El habla y la escritura ocupan distintas regiones cerebrales. Es como otro idioma: los que aprenden una segunda lengua, la arraigan en distintas áreas neuronales a las que ocupa su lengua materna. Siendo así, un primer paso es familiarizarse con el acto escritural. ¿Cuánto tiempo toma la familiaridad? Años. Acostumbrarse a la escritura involucra entender que no es un proceso automático. El habla sí lo es. Hablamos y hablamos, incluso cuando estamos en silencio. Escribir es una imitación del habla. No del habla cotidiana, sino un habla ideal, hiper fluida e hiper elocuente.
En un principio la fluidez se logra con el proceso contrario: la interrupción obsesiva. El escribiente se detiene en cada palabra que dispone para preguntarse si es la correcta y revisa cada frase para cuestionar su validez. Conforme el escribiente se adentra en la práctica continua de esa imitación del habla ideal, luego de varios años, de miles de párrafos interrumpidos, y un par de tazas de café, ocurre el fenómeno opuesto: se entra en trance y la escritura fluye.
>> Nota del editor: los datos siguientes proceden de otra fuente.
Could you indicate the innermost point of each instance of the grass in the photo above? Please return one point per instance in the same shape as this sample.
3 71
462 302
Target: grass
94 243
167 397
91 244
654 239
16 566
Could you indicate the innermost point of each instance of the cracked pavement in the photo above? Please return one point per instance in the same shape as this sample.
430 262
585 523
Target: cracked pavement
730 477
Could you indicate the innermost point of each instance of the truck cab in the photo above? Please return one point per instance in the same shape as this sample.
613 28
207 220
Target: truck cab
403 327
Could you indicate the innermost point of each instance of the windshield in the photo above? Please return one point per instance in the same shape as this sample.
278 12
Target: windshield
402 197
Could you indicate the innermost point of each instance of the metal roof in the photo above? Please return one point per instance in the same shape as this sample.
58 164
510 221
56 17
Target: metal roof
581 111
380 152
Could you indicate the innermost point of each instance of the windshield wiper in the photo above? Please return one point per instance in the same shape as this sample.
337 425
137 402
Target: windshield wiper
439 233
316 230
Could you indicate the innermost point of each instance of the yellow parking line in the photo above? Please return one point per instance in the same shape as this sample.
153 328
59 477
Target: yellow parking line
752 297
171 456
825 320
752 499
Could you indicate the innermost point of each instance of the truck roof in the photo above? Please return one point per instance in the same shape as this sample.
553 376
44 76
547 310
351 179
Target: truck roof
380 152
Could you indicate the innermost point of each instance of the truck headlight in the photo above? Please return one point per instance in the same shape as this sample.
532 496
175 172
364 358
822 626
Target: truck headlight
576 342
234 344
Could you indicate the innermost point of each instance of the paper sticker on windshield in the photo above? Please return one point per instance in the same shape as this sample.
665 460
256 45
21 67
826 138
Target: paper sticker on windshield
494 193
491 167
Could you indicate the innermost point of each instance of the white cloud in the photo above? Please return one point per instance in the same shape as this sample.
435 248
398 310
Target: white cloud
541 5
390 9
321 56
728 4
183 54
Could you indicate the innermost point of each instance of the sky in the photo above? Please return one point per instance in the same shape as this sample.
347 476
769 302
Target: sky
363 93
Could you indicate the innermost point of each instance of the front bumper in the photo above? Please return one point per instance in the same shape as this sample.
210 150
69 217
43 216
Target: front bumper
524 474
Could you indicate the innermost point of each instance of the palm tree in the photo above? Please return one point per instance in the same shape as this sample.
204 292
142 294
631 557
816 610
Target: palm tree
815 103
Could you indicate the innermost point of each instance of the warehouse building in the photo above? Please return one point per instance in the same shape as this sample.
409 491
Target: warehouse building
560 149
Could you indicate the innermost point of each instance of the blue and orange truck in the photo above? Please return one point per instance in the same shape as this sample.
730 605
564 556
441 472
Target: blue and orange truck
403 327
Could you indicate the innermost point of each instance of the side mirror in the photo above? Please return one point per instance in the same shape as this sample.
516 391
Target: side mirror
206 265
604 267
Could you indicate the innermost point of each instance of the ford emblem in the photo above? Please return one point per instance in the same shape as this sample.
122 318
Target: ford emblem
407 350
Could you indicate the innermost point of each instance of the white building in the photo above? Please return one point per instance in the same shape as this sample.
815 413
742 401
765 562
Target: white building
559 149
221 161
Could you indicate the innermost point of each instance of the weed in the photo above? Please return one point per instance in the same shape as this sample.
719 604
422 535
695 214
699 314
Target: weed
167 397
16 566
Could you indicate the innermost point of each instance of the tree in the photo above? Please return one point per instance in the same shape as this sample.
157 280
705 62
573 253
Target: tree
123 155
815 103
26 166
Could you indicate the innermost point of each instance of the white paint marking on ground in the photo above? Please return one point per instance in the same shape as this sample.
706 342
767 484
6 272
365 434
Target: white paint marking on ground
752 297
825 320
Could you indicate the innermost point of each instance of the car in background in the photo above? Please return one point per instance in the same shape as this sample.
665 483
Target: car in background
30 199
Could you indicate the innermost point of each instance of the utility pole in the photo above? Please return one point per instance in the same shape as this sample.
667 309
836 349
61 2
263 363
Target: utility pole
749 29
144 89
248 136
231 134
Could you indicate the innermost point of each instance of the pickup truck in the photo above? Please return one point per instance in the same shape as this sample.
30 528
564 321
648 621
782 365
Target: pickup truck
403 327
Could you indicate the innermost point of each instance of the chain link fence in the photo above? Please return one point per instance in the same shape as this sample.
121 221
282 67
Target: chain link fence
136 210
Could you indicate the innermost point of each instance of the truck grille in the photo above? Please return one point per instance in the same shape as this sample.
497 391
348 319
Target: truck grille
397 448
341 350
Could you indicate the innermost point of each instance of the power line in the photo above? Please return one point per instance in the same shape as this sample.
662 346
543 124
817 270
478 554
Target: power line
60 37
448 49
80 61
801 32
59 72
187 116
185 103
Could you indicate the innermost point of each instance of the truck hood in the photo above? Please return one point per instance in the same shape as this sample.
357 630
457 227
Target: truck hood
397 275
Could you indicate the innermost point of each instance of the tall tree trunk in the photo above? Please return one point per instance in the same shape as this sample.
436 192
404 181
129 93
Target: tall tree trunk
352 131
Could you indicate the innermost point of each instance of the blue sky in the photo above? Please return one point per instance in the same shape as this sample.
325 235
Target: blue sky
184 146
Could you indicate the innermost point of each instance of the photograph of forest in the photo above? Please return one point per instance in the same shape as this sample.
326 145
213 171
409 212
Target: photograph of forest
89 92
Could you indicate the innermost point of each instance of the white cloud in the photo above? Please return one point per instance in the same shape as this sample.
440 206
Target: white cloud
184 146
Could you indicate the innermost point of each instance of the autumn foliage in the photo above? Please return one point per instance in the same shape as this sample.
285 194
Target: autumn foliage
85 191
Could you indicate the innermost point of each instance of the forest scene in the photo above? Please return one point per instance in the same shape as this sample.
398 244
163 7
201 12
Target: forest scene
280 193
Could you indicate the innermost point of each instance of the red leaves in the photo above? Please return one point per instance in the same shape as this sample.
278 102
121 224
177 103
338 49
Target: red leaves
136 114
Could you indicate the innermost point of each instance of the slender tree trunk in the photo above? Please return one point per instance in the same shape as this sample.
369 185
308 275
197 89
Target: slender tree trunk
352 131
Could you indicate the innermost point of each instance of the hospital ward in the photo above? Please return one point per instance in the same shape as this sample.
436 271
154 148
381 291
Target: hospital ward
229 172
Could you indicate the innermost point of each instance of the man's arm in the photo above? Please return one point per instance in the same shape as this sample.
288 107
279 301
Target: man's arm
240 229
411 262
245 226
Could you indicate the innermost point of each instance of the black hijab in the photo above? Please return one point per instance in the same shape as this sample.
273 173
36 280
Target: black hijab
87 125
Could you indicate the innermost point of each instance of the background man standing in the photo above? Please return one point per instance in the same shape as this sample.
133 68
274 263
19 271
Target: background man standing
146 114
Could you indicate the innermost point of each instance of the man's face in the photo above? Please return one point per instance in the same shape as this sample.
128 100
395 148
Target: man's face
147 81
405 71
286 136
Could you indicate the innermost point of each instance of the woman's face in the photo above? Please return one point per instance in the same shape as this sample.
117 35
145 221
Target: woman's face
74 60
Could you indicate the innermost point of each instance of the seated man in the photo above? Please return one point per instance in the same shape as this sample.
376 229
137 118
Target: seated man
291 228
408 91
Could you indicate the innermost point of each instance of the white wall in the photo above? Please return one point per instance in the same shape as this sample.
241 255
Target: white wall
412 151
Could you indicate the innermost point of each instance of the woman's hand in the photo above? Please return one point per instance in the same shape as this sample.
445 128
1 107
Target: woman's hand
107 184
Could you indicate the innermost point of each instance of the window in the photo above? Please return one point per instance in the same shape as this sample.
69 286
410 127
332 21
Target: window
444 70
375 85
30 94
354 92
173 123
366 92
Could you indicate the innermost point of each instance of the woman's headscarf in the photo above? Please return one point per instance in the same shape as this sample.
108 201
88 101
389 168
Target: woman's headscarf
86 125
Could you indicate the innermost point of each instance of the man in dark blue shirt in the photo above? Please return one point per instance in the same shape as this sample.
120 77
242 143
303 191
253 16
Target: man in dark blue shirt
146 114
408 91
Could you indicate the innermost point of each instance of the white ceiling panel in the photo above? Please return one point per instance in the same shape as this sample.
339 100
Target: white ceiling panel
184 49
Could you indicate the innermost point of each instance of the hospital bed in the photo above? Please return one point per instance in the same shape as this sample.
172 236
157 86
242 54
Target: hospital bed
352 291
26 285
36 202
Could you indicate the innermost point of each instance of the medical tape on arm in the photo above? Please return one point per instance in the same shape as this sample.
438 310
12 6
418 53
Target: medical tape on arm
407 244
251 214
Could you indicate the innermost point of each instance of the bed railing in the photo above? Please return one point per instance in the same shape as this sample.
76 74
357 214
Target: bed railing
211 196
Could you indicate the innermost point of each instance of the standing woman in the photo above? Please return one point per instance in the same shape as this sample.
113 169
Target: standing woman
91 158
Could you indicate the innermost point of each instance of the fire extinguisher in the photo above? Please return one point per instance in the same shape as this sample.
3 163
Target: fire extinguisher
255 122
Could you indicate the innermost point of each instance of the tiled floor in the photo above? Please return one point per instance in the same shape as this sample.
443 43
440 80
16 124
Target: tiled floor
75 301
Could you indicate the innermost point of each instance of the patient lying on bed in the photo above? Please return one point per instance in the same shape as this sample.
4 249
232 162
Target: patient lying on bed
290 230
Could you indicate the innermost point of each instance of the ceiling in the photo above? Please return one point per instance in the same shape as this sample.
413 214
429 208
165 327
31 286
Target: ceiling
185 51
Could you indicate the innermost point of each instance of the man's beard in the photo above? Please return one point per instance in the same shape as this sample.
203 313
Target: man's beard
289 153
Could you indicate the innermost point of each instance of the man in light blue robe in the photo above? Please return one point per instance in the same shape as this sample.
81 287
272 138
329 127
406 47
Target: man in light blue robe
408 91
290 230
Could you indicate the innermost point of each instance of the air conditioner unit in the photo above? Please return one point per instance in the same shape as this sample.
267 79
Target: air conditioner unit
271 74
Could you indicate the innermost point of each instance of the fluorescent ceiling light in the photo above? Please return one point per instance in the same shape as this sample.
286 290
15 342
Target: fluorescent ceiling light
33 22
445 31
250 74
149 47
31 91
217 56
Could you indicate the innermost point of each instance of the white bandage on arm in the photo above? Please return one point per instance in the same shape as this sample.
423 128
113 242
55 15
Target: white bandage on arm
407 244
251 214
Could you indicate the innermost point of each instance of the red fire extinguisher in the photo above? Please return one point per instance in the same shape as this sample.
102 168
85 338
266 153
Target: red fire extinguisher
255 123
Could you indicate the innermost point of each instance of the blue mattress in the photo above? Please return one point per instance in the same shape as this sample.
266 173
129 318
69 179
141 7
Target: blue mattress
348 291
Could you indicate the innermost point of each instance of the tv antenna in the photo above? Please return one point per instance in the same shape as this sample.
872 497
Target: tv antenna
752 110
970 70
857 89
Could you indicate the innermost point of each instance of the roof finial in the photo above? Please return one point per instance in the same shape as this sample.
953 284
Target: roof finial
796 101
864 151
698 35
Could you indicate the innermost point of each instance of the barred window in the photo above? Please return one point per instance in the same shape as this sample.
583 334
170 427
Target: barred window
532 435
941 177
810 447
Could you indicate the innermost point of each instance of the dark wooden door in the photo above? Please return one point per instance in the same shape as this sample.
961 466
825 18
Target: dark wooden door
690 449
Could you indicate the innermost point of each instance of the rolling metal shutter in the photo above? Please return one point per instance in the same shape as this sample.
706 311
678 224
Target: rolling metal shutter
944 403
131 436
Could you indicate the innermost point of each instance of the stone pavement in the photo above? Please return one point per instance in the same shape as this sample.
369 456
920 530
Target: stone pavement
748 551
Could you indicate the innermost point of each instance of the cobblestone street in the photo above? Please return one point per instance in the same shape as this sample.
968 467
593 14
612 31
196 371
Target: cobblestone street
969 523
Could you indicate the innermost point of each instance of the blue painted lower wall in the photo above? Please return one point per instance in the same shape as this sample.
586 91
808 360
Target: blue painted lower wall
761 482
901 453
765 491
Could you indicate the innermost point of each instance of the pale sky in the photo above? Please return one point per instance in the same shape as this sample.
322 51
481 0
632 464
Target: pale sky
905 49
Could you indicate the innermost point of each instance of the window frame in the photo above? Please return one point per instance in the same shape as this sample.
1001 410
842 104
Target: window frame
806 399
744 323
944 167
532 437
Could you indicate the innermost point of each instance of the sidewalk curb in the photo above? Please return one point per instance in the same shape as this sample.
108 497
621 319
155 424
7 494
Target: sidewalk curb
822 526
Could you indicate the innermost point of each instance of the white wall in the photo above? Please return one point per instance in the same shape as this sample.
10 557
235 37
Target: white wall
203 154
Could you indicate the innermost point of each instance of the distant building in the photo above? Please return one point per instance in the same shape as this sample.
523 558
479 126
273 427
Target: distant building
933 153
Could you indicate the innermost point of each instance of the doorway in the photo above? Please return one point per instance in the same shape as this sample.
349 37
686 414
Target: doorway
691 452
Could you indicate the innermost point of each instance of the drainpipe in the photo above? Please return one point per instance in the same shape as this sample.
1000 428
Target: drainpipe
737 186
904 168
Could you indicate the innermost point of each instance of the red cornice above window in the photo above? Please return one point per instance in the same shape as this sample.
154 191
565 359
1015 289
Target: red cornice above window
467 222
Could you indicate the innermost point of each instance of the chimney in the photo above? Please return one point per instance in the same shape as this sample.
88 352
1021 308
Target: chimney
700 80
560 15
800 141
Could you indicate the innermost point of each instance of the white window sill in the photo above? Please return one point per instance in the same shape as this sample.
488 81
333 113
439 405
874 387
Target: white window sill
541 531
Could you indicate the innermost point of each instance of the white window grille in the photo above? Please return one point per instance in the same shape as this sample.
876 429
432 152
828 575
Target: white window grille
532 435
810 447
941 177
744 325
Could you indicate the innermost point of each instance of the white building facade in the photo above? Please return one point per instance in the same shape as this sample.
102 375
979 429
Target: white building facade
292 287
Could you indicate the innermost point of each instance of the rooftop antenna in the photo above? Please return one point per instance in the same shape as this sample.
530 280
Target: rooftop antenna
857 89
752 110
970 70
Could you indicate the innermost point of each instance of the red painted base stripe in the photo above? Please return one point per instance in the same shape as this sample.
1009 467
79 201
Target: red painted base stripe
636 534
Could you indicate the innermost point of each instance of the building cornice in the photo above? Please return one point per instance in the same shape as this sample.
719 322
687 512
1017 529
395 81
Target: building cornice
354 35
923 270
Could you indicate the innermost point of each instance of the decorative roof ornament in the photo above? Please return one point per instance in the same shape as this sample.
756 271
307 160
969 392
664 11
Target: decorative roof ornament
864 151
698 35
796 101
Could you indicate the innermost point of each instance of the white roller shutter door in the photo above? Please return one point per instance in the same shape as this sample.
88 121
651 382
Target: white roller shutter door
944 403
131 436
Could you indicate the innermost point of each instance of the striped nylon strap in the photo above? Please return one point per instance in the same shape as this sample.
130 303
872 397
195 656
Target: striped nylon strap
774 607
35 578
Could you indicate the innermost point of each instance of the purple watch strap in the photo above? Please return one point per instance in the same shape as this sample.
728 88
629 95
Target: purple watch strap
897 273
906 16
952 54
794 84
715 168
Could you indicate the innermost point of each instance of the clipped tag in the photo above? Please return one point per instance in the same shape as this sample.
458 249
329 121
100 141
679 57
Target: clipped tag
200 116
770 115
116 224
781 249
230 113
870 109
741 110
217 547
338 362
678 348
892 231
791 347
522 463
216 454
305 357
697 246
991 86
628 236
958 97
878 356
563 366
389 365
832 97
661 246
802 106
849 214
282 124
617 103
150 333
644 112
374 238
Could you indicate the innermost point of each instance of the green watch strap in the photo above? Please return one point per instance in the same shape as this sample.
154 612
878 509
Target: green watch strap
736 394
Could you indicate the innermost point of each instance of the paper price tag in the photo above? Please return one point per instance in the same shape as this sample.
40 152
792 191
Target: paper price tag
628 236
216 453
Al principio, el escritor no se percata de ello, tan absorto está en pergeñar una frase tras otra. Incluso siente un enorme placer al hacerlo. Sería fabuloso pensar que cuando se alcanza ese estado de gracia, ese éxtasis del lenguaje, ese satori literario, por fin uno puede llamarse escritor. Tampoco.
A la mañana siguiente, el escritor verdadero abrirá el documento que lo mantuvo despierto hasta la madrugada y lo leerá con la cabeza fría. Lo hallará espantoso y se pondrá a corregir cada frase. Borrará mucho. Agregará renglones. Al final se resignará a dejar descansar esos párrafos imperfectos. Meses después quizá los borre sin remedio.
La escritura no nos es natural. Diré más: usamos muy mal el verbo escribir, lo hace parecer sencillísimo. Pareciera que uno sólo oprime teclas y aparecen las palabras adecuadas. Eso hacen los mecanógrafos. Los escritores no escriben. Reescriben. Y borran. Y reescriben. Y reescriben. Y reescriben. Enfermizamente.
Cuando se rinden, cuando ya no pueden ver más ese texto sin traumatizarse, lo publican. Con vergüenza.